Sie sind Musiklehrer und wollen eine eigene Firma eröffnen? Weil Sie keine bessere Erwerbsalternative haben (Notgründer) und daher selbst durchstarten wollen? Optimal! Zu meinem Bedauern gibt es ohne Businessplan keine Kredite, Staatlichen Förderungen und Zuschüsse! Diese staatlichen Geschenke sollten Sie aber in jedem Fall mitnehmen. Und mit einem guten Businessplan steigt zudem die Möglichkeit, dass aus ihrer Idee auch Wirklichkeit wird. Wenn Sie also siegreich als Musiklehrer durchstarten wollen, benutzen Sie einen Businessplan und überzeugen Freunde, Geldgeber, Unternehmenspartner und Mitarbeiter.

Businessplan Musiklehrer – Besondere Anforderungen?

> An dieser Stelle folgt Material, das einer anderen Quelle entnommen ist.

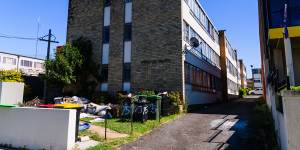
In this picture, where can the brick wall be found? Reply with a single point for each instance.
(156, 48)
(86, 19)
(115, 66)
(157, 60)
(222, 41)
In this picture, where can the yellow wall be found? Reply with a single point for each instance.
(277, 33)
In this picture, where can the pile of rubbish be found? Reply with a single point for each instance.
(34, 103)
(94, 112)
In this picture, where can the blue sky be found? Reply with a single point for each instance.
(20, 17)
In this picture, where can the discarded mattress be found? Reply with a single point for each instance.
(84, 126)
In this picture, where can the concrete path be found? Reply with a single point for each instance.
(220, 126)
(109, 134)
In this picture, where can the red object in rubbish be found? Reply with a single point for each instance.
(47, 106)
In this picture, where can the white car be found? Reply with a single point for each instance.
(258, 91)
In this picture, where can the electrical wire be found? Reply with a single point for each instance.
(16, 37)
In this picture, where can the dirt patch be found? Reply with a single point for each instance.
(109, 134)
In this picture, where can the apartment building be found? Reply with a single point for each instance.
(230, 68)
(257, 78)
(280, 55)
(147, 46)
(243, 73)
(28, 65)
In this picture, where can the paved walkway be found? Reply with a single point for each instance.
(220, 126)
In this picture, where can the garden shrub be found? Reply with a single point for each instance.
(101, 98)
(146, 93)
(295, 88)
(11, 76)
(262, 122)
(120, 97)
(175, 98)
(243, 91)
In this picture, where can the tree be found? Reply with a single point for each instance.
(88, 76)
(62, 70)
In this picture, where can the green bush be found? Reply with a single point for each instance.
(262, 122)
(146, 93)
(243, 91)
(295, 88)
(11, 76)
(119, 98)
(175, 98)
(101, 98)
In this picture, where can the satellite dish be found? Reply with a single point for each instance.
(194, 42)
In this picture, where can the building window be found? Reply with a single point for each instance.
(128, 12)
(126, 87)
(104, 87)
(204, 51)
(106, 35)
(38, 65)
(26, 63)
(107, 3)
(8, 60)
(127, 51)
(200, 80)
(126, 72)
(104, 73)
(105, 54)
(106, 16)
(186, 31)
(127, 32)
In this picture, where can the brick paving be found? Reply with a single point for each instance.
(218, 126)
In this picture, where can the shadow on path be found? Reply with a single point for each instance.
(213, 127)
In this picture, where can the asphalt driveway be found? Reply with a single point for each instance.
(219, 126)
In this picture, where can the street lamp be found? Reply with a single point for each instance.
(194, 43)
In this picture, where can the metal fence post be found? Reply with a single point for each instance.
(131, 117)
(105, 123)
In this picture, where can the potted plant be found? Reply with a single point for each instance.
(11, 87)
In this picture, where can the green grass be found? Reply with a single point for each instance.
(139, 129)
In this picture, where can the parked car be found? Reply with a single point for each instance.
(258, 91)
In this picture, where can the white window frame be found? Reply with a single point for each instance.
(105, 54)
(107, 16)
(127, 52)
(128, 12)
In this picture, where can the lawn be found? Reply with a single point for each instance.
(139, 129)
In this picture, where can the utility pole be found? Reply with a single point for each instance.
(49, 41)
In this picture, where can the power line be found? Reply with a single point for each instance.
(17, 37)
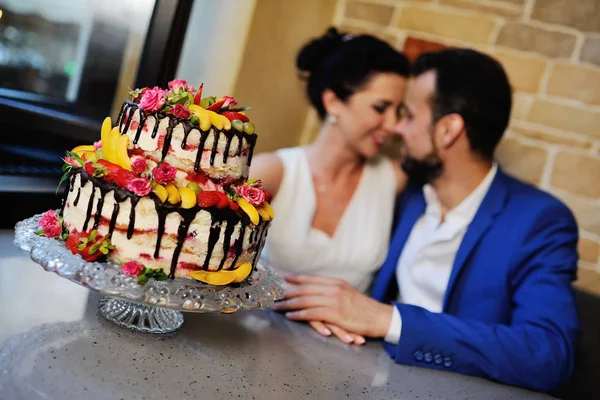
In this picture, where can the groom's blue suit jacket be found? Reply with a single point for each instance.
(509, 311)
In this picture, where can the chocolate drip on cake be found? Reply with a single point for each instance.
(76, 201)
(187, 128)
(88, 213)
(169, 135)
(121, 111)
(99, 207)
(113, 218)
(227, 146)
(156, 124)
(226, 243)
(213, 237)
(129, 119)
(138, 132)
(251, 139)
(184, 226)
(238, 245)
(213, 152)
(261, 242)
(203, 137)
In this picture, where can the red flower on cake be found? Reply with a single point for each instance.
(177, 84)
(229, 102)
(180, 111)
(50, 224)
(140, 186)
(133, 268)
(72, 161)
(254, 195)
(153, 99)
(164, 173)
(139, 165)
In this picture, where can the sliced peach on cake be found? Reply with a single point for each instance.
(249, 209)
(218, 278)
(242, 272)
(173, 194)
(120, 152)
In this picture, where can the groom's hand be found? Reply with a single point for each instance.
(335, 302)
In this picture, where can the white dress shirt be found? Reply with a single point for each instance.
(426, 261)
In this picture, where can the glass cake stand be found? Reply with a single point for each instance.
(156, 306)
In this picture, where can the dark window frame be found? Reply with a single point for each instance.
(54, 118)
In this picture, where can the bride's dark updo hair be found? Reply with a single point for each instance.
(344, 64)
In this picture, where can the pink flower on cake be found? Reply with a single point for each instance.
(139, 165)
(177, 84)
(254, 195)
(153, 99)
(229, 102)
(72, 161)
(140, 186)
(180, 111)
(133, 268)
(164, 173)
(50, 224)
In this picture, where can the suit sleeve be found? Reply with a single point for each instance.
(536, 350)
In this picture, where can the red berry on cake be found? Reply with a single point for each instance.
(233, 115)
(209, 198)
(90, 246)
(223, 200)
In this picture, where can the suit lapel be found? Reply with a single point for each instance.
(492, 205)
(386, 286)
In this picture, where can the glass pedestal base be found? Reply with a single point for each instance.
(140, 317)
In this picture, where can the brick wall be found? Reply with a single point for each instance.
(551, 51)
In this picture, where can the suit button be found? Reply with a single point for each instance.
(428, 357)
(447, 362)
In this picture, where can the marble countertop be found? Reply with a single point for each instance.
(54, 345)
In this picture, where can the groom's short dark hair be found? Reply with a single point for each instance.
(475, 86)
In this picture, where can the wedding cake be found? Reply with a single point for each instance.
(165, 192)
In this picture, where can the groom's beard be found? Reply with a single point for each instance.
(422, 171)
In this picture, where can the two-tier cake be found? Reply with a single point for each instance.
(165, 192)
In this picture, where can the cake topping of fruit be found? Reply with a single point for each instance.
(164, 173)
(179, 111)
(50, 225)
(90, 246)
(140, 186)
(153, 99)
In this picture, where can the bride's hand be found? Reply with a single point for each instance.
(328, 329)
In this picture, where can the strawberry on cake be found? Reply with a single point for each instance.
(165, 193)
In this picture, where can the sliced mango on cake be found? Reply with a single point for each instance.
(218, 278)
(109, 150)
(89, 156)
(203, 117)
(267, 207)
(105, 131)
(249, 209)
(242, 272)
(226, 122)
(216, 121)
(263, 214)
(161, 192)
(120, 154)
(173, 194)
(188, 197)
(80, 150)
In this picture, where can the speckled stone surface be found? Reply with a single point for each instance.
(54, 345)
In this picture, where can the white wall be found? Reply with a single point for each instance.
(214, 44)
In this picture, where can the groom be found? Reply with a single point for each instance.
(478, 275)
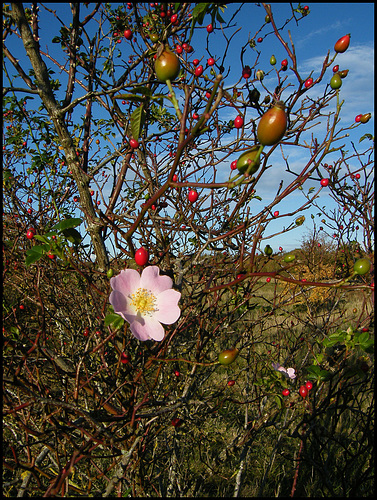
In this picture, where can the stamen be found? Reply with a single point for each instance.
(144, 302)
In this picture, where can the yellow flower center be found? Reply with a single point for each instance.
(144, 302)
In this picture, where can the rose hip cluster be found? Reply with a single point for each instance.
(303, 391)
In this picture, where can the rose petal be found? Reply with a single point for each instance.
(118, 301)
(127, 281)
(167, 307)
(147, 328)
(151, 280)
(291, 373)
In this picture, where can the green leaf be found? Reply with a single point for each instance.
(35, 253)
(199, 11)
(114, 320)
(65, 224)
(41, 238)
(137, 120)
(317, 373)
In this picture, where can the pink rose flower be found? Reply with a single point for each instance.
(145, 301)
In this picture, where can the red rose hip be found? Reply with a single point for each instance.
(141, 256)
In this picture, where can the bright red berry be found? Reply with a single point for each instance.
(238, 122)
(141, 256)
(193, 196)
(199, 70)
(303, 391)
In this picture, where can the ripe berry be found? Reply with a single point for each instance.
(303, 391)
(141, 256)
(238, 122)
(227, 356)
(199, 70)
(193, 196)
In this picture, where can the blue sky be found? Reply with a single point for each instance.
(313, 38)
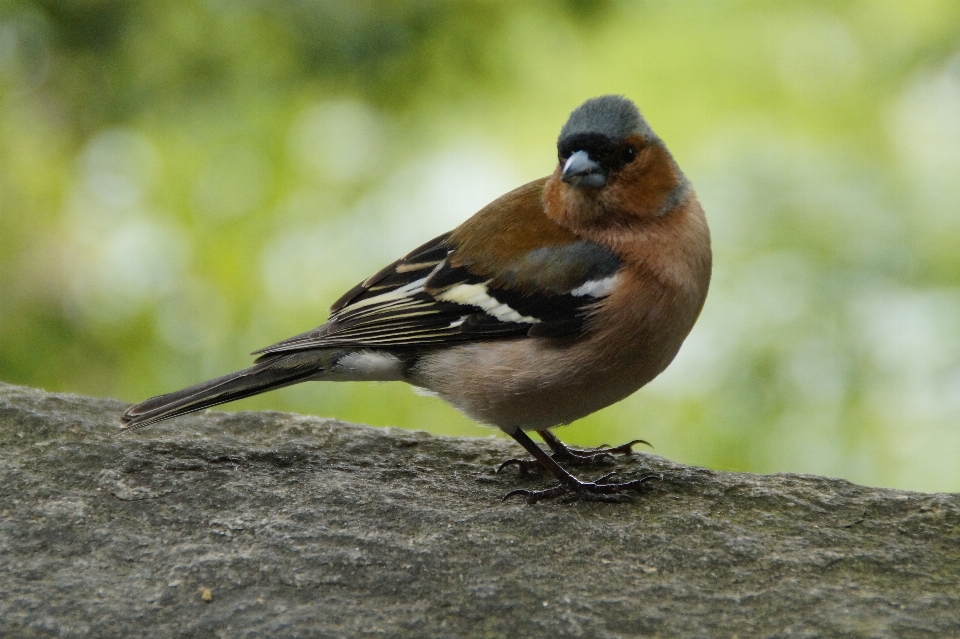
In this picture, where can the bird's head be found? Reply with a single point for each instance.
(612, 164)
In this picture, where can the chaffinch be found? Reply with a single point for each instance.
(555, 300)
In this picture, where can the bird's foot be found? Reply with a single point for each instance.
(574, 489)
(572, 456)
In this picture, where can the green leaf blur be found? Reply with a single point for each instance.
(183, 182)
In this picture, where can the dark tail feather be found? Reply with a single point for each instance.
(260, 378)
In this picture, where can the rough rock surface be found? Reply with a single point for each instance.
(277, 525)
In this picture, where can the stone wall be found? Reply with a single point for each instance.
(278, 525)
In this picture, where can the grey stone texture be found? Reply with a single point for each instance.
(277, 525)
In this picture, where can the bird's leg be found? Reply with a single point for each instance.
(572, 456)
(599, 490)
(603, 452)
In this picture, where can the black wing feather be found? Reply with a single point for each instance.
(404, 304)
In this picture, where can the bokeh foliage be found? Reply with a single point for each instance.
(182, 182)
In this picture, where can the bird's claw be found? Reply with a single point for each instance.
(599, 490)
(624, 449)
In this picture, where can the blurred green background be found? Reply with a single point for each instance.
(184, 181)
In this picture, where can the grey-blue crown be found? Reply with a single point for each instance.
(613, 116)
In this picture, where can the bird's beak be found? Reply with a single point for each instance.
(580, 170)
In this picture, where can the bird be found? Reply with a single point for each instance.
(555, 300)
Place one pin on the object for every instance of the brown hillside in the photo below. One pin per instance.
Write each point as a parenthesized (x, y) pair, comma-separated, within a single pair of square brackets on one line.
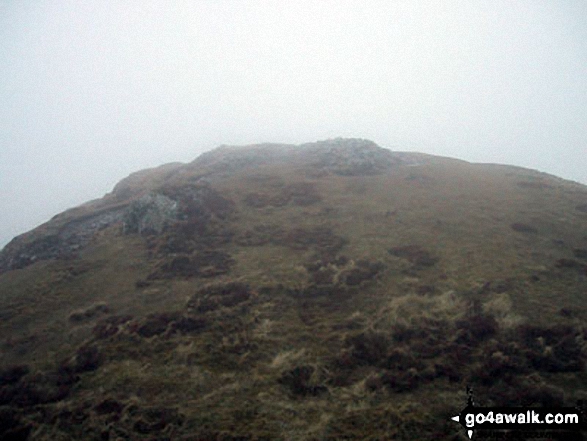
[(332, 290)]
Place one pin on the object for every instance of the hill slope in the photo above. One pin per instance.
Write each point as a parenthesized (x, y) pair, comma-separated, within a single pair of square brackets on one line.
[(333, 290)]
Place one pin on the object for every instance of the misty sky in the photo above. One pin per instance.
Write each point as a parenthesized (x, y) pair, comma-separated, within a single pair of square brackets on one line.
[(91, 91)]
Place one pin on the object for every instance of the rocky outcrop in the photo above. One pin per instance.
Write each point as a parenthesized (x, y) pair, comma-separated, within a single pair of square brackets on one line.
[(149, 214)]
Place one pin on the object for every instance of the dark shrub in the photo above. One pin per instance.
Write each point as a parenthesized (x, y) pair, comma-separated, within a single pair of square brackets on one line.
[(401, 381), (369, 348), (156, 324), (156, 419), (476, 328), (189, 325), (214, 296), (364, 270), (571, 264), (87, 359), (108, 406), (12, 374), (299, 381), (415, 254)]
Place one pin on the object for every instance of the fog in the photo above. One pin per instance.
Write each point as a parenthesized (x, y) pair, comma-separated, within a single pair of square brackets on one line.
[(92, 91)]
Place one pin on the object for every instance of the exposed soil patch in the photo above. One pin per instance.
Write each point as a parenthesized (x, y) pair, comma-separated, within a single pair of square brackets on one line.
[(299, 193), (523, 228), (213, 297), (203, 264)]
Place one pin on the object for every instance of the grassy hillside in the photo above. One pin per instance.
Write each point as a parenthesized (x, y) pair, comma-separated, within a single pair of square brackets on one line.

Sollten Sie als Musiklehrer ein Business starten wollen, dann haben Sie in der Vergangenheit zwischen 32.000€ - 50.000€ verdient. Dieses Arbeitsentgelt sollten Sie als Firmengründer wenigstens schaffen. Manchmal müssen Sie sich mit ggf. neuen Erfordernissen der Branche beschäftigen, in der Sie starten. Und natürlich spielen ihre persönlichen Kenntnisse eine bedeutende Rolle. Prinzipiell ist es auch wichtig zu überprüfen, welche formalen Voraussetzungen es gibt, die ggf. zu beachten sind.
Wenn Sie Musiklehrer sind, dann haben Sie folgende Qualifikationen erworben: Klavier, Gesangsunterricht, Musikschule, Gesang, Musik, Konzert, Gitarre, Musikpädagogik, Pop, Klassik, Chorleitung. Das kann eine ideale Ausgangsebene für einen Beginn als bspw. Musikschule oder Nachhilfe-Institut sein. In dieser Branche gibt es eine Gründerquote von 29%. Die Selbständigen im Bereich Musikschule oder Nachhilfe-Institut kommen mehrheitlich aus Österreich, Polen, Italien, Griechenland und haben als Abschluss Abgeschlossenes Studium. Beklagenswert ist, dass die Frauenquote nur bei 17,2 Prozent liegt. In die Firmengründung starten Neustarter in der Branche Musikschule oder Nachhilfe-Institut im Alter von 34,8 Jahren. Das wichtigste Motiv zur Firmengründung ist laut Forschungen (drohende) Arbeitslosigkeit. Bereits zum Start gibt es Personal (1-5 Mitarbeiter). Als wesentliche Stresselemente empfinden Neustarter:


GRATIS Fördermittelcheck für Existenzgründer, Freiberufler, Handwerker, Kleinunternehmer, KMU und Solo-Selbstständige - Jeder hat eine Chance!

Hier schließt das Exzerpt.